White-nose syndrome (WNS) is a fungal skin disease which has caused catastrophic declines in several North American bat species. The fungal pathogen, Pseudogymnoascus destructans (Pd), causes damage to the wing membranes of hibernating bats, resulting in physiological disruptions that can ultimately lead to death. Although Pd can infect most hibernating bat species, the apparent impact varies among populations and species. Understanding why this variation exists is a critical goal of the white-nose syndrome research community and has the potential to inform conservation and management strategies against this deadly disease.

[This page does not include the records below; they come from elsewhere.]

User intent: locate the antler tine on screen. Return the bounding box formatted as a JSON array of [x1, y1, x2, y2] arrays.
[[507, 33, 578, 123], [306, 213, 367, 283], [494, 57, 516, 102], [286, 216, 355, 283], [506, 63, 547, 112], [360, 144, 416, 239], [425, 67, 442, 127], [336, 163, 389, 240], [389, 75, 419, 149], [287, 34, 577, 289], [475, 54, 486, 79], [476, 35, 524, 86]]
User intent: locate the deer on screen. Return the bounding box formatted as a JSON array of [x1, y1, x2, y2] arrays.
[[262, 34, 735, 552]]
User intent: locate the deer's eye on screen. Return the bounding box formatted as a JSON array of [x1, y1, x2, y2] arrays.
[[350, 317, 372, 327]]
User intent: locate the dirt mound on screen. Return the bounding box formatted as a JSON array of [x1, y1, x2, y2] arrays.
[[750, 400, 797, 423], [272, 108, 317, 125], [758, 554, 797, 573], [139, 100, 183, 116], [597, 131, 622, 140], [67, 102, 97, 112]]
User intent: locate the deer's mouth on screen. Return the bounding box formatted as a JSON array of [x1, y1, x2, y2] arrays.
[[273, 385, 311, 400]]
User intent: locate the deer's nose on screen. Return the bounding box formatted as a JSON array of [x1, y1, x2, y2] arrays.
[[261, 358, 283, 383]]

Bat wings are known to harbor complex assemblages of microbial species. As with all ecosystems, a potential microbial invader must overcome barriers to invasion including abiotic factors, such as pH, temperature, and salinity, and biotic factors, such as inter-species competition and direct predation. Microbes present on the wing skin surface may therefore impact the establishment of Pd infection and disease progression.

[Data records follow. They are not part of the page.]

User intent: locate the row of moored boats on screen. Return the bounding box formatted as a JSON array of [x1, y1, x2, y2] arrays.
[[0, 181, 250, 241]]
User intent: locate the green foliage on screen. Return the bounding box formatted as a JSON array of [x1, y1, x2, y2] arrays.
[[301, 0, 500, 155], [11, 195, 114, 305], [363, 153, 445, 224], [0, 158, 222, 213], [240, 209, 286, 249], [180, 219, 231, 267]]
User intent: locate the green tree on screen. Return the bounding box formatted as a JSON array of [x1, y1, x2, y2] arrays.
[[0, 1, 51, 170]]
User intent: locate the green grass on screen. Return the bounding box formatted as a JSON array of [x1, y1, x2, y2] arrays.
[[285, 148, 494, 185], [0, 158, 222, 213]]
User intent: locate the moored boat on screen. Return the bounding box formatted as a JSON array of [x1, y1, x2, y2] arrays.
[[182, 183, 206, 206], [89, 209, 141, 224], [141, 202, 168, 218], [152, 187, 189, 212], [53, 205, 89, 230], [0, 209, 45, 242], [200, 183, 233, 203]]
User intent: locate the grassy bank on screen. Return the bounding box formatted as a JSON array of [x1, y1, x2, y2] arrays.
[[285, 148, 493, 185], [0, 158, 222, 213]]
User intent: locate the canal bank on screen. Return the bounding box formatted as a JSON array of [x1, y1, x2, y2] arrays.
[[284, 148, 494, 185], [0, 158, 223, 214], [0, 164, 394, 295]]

We compared characteristics of the fungal skin assemblages on the wings of ten bat species that are known to differ in susceptibility to WNS. Hibernating bats were sampled across ten eastern U.S. states and we used a culture-based approach to determine the identity and abundance of fungi. Results from the hundreds of petri dishes indicated that fungal assemblages on WNS-susceptible bat species had significantly lower species diversity and abundance compared to WNS-resistant species. We identified several species of yeast that were more abundant on WNS-resistant bat species compared to WNS-susceptible species.
To determine if fungi were growing on bat wings, we visualized pieces of wing using scanning electron microscopy. We saw budding yeasts on a WNS-resistant bat species (Eptesicus fuscus), but not on WNS-susceptible species (Myotis lucifugus and Perimyotis subflavus). Yeasts are important components of the fungal skin assemblages of mammals and, as our results show, likely for bats as well.

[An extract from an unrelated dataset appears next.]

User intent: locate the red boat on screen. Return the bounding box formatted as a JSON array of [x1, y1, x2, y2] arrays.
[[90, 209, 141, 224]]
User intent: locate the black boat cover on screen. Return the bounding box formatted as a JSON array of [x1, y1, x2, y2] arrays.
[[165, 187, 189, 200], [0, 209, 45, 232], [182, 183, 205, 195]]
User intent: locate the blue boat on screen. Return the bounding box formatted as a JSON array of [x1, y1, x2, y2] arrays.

Finally, we examined potential interactions between yeasts and Pd. We screened five yeast taxa that were differentially enriched on WNS-resistant bats for Pd-antagonism using laboratory-based spore-germination and growth-inhibition assays. As little is known about the chemical conditions on bat wing skin, and the production of toxins and enzymes by fungi changes with environmental conditions, we used multiple agar substrates that varied in nutrient composition, pH, and salt content.
Our results for each yeast tested varied depending on the agar type used, but since we are uncertain which environmental conditions are most representative of bat skin it is unknown which results mirror in vivo interactions. Nevertheless, inhibitory interactions were detected between the species Cutaneotrichosporon moniliiforme and Pd in vitro. Interestingly, the addition of salt to agar increased the effectiveness of voriconazole, an antifungal drug, in preventing Pd growth. Further exploration of interactions between Pd and constituents of skin fungal assemblages will likely prove useful for predicting susceptibility of bat populations to WNS and for developing effective mitigation strategies.